「あれを買ったらどうかな」

「ただいま」

「おかえりなさい」


 ユメリアに迎えられると、ナギはやっと現実に帰ってきた、という気持ちになった。ボリスの邸宅を警備する胸板が厚く、目つきの悪い男たち、芝生が広がる庭、松、なにもかも夢のような気がする。


「お仕事、どうだった?」

「無事、なんとか」


そう答えると、ユメリアがほっとした表情をし、続いてくんくんを鼻をきかせた。


「汗、かいたから……」


ナギが遠ざけようとすると、「ナギさん、お日さまのにおいがする」とユメリアがうれしそうに笑った。


「それと……」


ナギの手を取る。


「植物のにおい」

「うん……」


ナギは手を、顔に近づける。
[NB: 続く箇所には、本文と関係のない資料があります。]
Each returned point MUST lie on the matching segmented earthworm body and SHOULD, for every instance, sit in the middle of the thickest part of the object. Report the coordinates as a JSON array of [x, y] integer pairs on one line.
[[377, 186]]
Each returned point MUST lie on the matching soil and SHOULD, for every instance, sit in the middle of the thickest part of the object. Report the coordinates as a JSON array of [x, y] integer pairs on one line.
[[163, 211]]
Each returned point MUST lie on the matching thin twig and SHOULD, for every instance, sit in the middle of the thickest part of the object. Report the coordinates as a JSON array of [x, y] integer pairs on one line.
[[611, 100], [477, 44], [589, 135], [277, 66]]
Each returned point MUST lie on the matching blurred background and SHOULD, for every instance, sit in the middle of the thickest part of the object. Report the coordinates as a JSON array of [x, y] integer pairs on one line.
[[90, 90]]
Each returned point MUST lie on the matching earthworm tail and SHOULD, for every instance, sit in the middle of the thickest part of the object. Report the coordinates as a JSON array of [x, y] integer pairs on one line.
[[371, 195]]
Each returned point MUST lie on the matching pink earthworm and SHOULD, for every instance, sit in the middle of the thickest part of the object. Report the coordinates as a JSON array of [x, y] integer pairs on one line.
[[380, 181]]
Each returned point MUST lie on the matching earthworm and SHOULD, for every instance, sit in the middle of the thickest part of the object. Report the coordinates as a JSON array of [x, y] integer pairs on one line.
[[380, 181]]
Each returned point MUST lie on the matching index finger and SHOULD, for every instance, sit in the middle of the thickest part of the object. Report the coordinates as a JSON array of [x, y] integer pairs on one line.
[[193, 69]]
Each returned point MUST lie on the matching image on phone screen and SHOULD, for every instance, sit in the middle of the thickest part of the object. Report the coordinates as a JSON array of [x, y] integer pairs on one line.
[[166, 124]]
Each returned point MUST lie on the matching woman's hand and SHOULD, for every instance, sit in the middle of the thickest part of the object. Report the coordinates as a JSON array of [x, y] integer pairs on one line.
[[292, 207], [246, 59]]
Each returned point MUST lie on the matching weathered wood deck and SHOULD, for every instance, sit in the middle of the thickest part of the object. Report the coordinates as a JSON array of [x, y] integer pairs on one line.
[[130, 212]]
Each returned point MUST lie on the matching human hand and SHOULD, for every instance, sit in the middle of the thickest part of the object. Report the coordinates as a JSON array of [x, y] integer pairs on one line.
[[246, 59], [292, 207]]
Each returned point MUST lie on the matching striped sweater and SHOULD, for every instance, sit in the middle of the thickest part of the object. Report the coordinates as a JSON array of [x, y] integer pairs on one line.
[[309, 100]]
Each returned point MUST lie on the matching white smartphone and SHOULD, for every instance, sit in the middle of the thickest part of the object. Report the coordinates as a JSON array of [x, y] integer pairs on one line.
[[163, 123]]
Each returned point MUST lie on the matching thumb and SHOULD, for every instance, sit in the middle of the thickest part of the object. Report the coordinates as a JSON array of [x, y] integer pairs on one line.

冷え切った指先からは、まだ、松と松脂まつやにのにおいがしていた。



「それで、松、元気だった?」


ユメリアが淹れた紅茶を手に、ナギはうなずいた。


「いい感じでした。来週、もう一回行って、松が越冬できるよう、したくをするんです」

「もう一回……」


ユメリアはいったんことばを切って目を伏せて、「よかったね」とつづけた。


 ナギは迷ったものの、ポケットから銀貨を出した。古びたテーブルに置くと、それは存外重い音がした。すくなくとも、ナギにはそう感じられた。


「これ、仕事の報酬だって……」

「一、二、三……こんなに……」


ユメリアはとまどいをあらわにした。


「最初は受け取るつもりはなかったんですけど。どうしてもって」


 テーブルの上の銀貨を挟み、ふたりはしばしだまった。


「このお金で、あなたの服でも……」

「これ、取っておこうよ」


 ユメリアがつとめて明るい声でさえぎった。


「ボリスさんの松、どうなるかまだわからないでしょう。ナギさんがみているから、大丈夫だと思うけど、ほら、急にすごく寒くなるとか」


 ランプの灯りを反射させ、銀貨が静かに光っている。


「冬の服は、ゲルバルド様が持たせてくださったものがあるし、わたしたち、いま、なんとか暮らせているし……」

「そうですね……」


 ナギは口もとだけで笑って、銀貨をポケットにもどした。


「ごめんなさい……。どうしても、不安になって」


 ユメリアがうつむき、胸の前で手をにぎった。


「……しかたないですよ……」


 ナギがテーブルのうえに手を出し、てのひらを上にする。ユメリアがそこに手を重ねた。


「あなたが言うとおり、お金は、とっておきましょう」

「うん……」

「何も心配すること、ないです」

「うん……」


ユメリアはしばらくうつむいてから、「そうだ!」と、突然、明るい声を出した。


「あれを買ったらどうかな……? ええと、前にナギさんが本屋さんで見ていた……」

「『新世界植物図鑑』」

「あれ、松についても、載っているんでしょう。一冊なら、お金だってまだまだ残るし」


 ねっねっ、とたたみかけるユメリアに、思わず苦笑する。


「そうですね、一冊ぐらいなら」

「ほかにも、庭のお世話の本、もう一冊ぐらい買ったら?」

「お金、残すんでしょう」


ナギはからかうように言う。


「そうだけど……。せっかく、ナギさんが、庭師のお仕事でもらったお金だもの」


重ねた手を、ユメリアがふる。ナギは、庭仕事で冷え切った指先に、ようやくあたたかい血液が巡るのを感じていた。